21. A system for providing World Wide Web (“Web”) search results to a particular computer user based on the popularity of the search results with other computer users, the system comprising:

one or more computer storage devices;

one or more monitor servers configured to:

monitor at least one Web service for new actions of sharing of Web content by computer users; and

identify, from the new actions of sharing of Web content by computer users, a data item that satisfies predetermined interestingness criteria;

a content parser configured to parse the data item to obtain at least one Uniform Resource Locator (URL); and

an indexing server configured to:

crawl at least one Web page corresponding to the at least one URL to obtain the content of the at least one Web page;

analyze the content of the at least one Web page; and

update an index based on the content of the at least one Web page, the index residing on the one or more computer storage devices, the index being usable in processing a Web search query from the particular user.

22. The system of claim 21, further comprising:

a search server configured to receive a search query from the particular computer user; and

a real-time server configured to identify, using the index, one or more URLs that are relevant to the search query;

wherein the search server is configured to rank the one or more URLs that are relevant to the search query to produce a set of ranked URLs and to present the set of ranked URLs to the particular computer user as search results.

23. The system of claim 21, further comprising:

a data extractor in communication with the content parser, the data extractor being configured to communicate with the at least one Web service to obtain additional information about at least one of the data item and the at least one URL.
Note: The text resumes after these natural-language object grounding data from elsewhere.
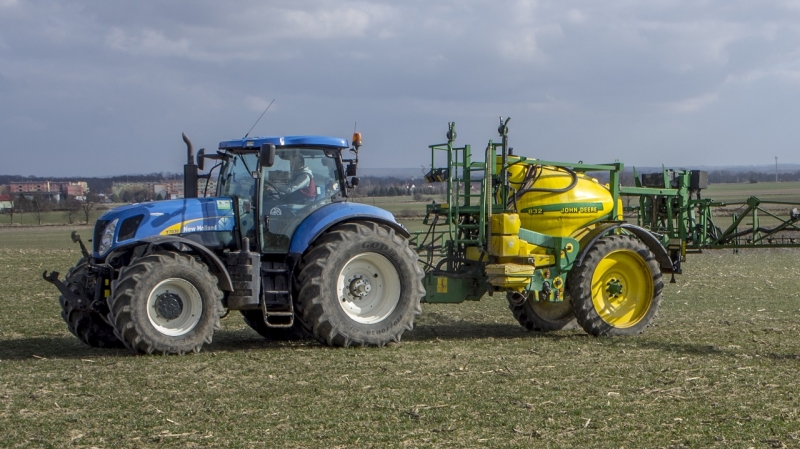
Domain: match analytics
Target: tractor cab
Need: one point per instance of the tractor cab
(276, 182)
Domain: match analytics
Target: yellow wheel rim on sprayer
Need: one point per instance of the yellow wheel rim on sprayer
(622, 288)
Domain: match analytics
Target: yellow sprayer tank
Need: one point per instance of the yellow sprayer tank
(557, 214)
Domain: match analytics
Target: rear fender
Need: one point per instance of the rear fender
(647, 237)
(324, 218)
(215, 265)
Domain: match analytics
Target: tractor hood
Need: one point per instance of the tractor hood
(127, 224)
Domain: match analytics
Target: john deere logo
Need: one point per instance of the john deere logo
(566, 208)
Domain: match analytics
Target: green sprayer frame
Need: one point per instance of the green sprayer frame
(671, 217)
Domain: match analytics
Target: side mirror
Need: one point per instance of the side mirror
(267, 155)
(201, 157)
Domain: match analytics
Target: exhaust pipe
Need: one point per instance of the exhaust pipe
(189, 171)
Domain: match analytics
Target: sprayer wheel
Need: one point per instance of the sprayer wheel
(617, 290)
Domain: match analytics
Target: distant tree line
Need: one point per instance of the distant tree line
(39, 203)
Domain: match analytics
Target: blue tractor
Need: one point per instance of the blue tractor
(279, 242)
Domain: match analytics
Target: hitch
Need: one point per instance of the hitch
(62, 288)
(72, 298)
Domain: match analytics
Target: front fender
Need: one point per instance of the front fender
(322, 219)
(215, 265)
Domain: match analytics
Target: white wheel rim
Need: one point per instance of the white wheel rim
(369, 288)
(188, 312)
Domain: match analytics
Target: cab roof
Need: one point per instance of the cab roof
(285, 141)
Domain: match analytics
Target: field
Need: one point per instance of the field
(718, 369)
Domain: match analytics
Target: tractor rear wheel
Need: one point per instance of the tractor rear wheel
(542, 316)
(360, 285)
(617, 290)
(89, 327)
(165, 303)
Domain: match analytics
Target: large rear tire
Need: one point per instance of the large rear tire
(617, 290)
(360, 285)
(165, 303)
(542, 316)
(89, 327)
24. The system of claim 21, further comprising:

a data filter in communication with the content parser, the data filter being configured to classify at least one of the data item and the at least one URL.

25. The system of claim 21, further comprising:

a URL resolver in communication with the content parser, the URL resolver being configured to resolve a final network destination corresponding to the at least one URL;

a URL normalizer in communication with the URL resolver, the URL normalizer being configured to generate a canonical form of the at least one URL; and

a URL aggregator in communication with the URL resolver, the URL aggregator being configured to identify variations of the at least one URL that are equivalent to the canonical form of the at least one URL.
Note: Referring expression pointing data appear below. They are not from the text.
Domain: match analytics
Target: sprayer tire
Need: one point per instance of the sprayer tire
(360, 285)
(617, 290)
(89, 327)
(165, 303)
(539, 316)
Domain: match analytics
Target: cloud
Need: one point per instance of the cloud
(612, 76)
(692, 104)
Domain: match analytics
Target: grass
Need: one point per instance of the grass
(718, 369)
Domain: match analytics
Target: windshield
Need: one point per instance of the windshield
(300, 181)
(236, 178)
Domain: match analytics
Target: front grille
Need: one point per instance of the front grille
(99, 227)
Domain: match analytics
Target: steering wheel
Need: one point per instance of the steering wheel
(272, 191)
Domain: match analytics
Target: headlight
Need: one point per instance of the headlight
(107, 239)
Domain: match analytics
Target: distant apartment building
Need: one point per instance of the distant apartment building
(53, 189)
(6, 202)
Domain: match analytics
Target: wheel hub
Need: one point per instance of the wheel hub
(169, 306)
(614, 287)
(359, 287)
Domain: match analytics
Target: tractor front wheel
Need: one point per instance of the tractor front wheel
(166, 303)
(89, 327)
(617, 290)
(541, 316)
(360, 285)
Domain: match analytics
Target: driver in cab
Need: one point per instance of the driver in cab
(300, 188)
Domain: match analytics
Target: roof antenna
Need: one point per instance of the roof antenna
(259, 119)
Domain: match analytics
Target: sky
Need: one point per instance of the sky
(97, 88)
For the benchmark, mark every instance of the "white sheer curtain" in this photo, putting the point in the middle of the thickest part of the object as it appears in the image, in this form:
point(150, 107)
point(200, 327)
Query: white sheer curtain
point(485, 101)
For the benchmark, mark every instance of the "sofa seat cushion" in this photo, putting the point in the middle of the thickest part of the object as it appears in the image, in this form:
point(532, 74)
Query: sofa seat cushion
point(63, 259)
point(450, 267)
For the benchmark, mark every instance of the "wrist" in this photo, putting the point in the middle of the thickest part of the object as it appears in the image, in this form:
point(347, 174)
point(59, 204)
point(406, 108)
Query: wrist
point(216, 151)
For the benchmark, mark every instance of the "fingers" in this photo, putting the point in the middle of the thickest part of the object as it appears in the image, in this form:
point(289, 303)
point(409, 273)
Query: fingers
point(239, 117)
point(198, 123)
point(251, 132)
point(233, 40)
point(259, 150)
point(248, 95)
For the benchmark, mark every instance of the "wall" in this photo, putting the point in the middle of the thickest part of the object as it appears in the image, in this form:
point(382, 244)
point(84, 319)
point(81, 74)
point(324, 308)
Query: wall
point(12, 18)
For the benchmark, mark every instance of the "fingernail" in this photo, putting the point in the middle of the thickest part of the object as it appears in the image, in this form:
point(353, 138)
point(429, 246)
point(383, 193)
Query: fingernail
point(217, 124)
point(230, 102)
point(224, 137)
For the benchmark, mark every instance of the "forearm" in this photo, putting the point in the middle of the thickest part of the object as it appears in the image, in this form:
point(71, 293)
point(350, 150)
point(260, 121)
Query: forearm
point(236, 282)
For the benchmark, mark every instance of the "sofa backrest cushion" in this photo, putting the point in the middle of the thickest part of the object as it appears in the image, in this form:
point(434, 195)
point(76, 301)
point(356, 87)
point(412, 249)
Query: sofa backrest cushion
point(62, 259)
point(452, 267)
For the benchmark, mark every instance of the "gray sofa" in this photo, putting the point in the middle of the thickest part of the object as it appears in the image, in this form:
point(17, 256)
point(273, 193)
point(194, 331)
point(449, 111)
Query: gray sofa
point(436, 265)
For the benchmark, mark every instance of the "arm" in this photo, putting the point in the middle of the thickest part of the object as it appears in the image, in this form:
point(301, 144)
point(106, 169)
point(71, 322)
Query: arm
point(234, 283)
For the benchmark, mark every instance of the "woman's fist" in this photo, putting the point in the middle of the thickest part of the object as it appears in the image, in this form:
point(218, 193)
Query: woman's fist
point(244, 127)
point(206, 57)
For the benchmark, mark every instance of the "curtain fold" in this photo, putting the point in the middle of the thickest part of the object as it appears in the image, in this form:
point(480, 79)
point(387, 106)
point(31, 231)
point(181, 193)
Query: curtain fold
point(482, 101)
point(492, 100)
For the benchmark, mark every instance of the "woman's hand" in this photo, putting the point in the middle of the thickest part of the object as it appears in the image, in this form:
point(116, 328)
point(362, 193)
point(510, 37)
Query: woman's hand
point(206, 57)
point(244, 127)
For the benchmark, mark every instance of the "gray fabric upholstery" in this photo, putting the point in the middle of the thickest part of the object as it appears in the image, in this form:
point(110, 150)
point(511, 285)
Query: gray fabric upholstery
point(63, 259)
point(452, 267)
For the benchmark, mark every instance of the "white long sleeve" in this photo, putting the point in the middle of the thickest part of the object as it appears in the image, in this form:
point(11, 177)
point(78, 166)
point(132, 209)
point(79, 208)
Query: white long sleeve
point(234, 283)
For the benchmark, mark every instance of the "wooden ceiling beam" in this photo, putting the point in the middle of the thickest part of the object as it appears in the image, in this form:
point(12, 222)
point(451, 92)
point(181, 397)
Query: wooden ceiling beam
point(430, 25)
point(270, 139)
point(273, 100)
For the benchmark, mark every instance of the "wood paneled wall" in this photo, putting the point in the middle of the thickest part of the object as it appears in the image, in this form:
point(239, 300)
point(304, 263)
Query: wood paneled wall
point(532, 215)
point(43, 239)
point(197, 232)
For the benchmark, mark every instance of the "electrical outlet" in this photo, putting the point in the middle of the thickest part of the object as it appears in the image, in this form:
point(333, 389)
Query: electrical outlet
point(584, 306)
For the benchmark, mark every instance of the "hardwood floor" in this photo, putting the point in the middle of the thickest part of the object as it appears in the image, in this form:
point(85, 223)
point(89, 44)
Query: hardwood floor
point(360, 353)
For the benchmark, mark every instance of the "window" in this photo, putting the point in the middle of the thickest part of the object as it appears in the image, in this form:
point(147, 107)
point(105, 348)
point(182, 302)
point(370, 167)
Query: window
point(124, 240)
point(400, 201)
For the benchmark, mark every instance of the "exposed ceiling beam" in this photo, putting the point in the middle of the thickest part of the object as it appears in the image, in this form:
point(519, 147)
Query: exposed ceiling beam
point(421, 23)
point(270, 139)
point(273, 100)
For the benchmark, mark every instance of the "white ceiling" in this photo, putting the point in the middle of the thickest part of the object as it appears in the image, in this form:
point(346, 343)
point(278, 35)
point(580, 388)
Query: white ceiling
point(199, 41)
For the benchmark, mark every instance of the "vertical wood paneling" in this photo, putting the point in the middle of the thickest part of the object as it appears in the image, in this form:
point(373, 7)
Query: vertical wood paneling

26. The system of claim 21, wherein the system is distributed among a plurality of computers.

27. A system for providing World Wide Web (“Web”) search results to a particular computer user based on the popularity of the search results with other computer users, the system comprising:

at least one processor;

at least one communication interface; and

a memory containing a plurality of program instructions configured to cause the at least one processor to:

monitor, via the at least one communication interface, at least one Web service for new actions of sharing of Web content by computer users;

parse the data item to obtain at least one Uniform Resource Locator (URL);

crawl, via the at least one communication interface, at least one Web page corresponding to the at least one URL to obtain the content of the at least one Web page;

analyze the content of the at least one Web page; and

update an index based on the content of the at least one Web page, the index being usable in processing a Web search query from the particular user.

28. The system of claim 27, wherein the plurality of program instructions are configured to cause the at least one processor to:

receive, via the at least one communication interface, a search query from the particular computer user;

identify, using the index, one or more URLs that are relevant to the search query;

rank the one or more URLs to produce a set of ranked URLs; and

present, via the at least one communication interface, the set of ranked URLs to the particular computer user as search results.